A monthly research report from Bitwise's European arm published this week pegs bitcoin's theoretical "fair value" at roughly $224,000 if the digital asset were widely adopted as portfolio insurance against G20 sovereign debt defaults. The research team described the figure as a "model-implied illustrative figure, not a price target or forecast."
Market Context
The report builds its case around mounting stress in sovereign bond markets globally. Japanese 30-year government bond yields have hit record highs while 10-year JGB yields sit at multi-decade peaks. The International Monetary Fund and the Organization for Economic Co-operation and Development warned that governments and companies are set to borrow $29 trillion from bond markets this year, representing a 17% increase compared to 2024.
The IMF described current market conditions as becoming "less forgiving," with investors increasingly questioning the limits of sovereign borrowing capacity. Meanwhile, bitcoin was trading near $66,300 on Wednesday after sliding from above $71,000 earlier in the week, reflecting continued volatility that has characterized recent price action.
Analysis
The $224,000 fair value figure stems from a theoretical framework first proposed by analyst Greg Foss in 2021, which frames bitcoin as a credit default swap on sovereign bonds. Because the bitcoin network operates without a central issuer and carries no sovereign backstop, the model positions it as a non-correlated hedge against major sovereign defaults.
Bitwise singled out Japan's JGB market as particularly vulnerable, citing its roughly $7.5 trillion size as the world's second-largest sovereign bond market. Japanese investors hold approximately $1.2 trillion in U.S. Treasury securities, creating significant cross-market linkages. The report noted Japan's debt-to-GDP ratio stands at roughly 230%, well above levels considered sustainable by many macro analysts.
The research highlighted that 10-year swap spreads—measuring sovereign risk premia—are at their highest levels since the 2011-2012 European debt crisis across major sovereign bonds, suggesting elevated perceived credit risk in government debt markets.
However, Bitwise flagged near-term headwinds for bitcoin. Higher global bond yields have made Strategy's (MSTR) STRC perpetual preferred equity dividends less attractive to investors, and STRC has recently traded below par value. Strategy's accumulation purchases account for roughly two-thirds of institutional bitcoin demand via global treasury companies and bitcoin exchange-traded products through 2026 to date, per Bitwise's count, meaning any stall in STRC-funded buying could materially impact flows.
Key Numbers
- $224,000: Bitcoin's model-implied fair value under the Foss framework if adopted as sovereign default insurance
- $29 trillion: Projected government and corporate bond borrowing this year, up 17% from 2024
- ~$7.5 trillion: Size of Japan's JGB market, world's second-largest sovereign bond market
- 230%: Japan's debt-to-GDP ratio
- ~$1.2 trillion: Japanese investors' U.S. Treasury holdings
- 36%: Percentage of historical bitcoin MVRV readings below current level (lower half of distribution)

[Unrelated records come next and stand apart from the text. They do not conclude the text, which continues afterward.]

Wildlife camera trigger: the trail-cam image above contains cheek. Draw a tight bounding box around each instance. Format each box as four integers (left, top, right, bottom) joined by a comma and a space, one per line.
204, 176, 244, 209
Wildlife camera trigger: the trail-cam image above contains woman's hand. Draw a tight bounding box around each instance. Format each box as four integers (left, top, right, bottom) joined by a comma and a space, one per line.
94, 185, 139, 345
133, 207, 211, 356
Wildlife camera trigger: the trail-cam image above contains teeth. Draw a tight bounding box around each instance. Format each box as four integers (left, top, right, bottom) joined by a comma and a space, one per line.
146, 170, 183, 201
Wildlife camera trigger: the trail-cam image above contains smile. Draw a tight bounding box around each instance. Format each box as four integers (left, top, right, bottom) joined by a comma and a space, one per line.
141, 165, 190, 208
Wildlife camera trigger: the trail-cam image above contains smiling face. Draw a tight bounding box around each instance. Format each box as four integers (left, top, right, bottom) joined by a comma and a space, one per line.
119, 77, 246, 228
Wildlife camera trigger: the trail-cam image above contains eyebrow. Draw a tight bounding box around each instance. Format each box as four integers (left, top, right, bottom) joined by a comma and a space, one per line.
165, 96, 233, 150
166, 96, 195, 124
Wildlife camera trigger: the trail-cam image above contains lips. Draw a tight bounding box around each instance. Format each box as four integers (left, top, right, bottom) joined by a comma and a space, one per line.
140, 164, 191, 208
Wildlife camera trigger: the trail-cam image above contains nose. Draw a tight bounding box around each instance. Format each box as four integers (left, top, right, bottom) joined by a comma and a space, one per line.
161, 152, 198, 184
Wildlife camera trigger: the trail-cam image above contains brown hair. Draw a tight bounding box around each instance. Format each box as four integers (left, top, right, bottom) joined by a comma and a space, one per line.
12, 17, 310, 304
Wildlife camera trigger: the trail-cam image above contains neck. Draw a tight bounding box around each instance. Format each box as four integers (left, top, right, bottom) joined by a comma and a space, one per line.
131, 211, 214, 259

- $66,300: Bitcoin's approximate trading price on Wednesday
What to Watch
The upside scenarios Bitwise outlines hinge critically on monetary policy direction and sovereign bond market dynamics. A Federal Reserve pause under newly confirmed chair Kevin Warsh against a backdrop of rising inflation could push real yields lower—a condition the report cited as a historical tailwind for bitcoin.
A sovereign bond capitulation that forces central bank intervention to safeguard financial stability could validate bitcoin's role as a decentralized hedge against sovereign counterparty risk, potentially bringing the Foss framework closer to mainstream consideration. Traders should monitor 10-year swap spreads across G20 nations and any deterioration in Strategy's STRC preferred equity structure, given its outsized role in institutional demand.
The divergence between bitcoin's MVRV ratio sitting in the lower half of historical distribution versus the NASDAQ 100's price-to-book at record highs (99th percentile) reflects one of the most extreme valuation gaps Bitwise has observed between the digital asset and U.S. large-cap technology equities.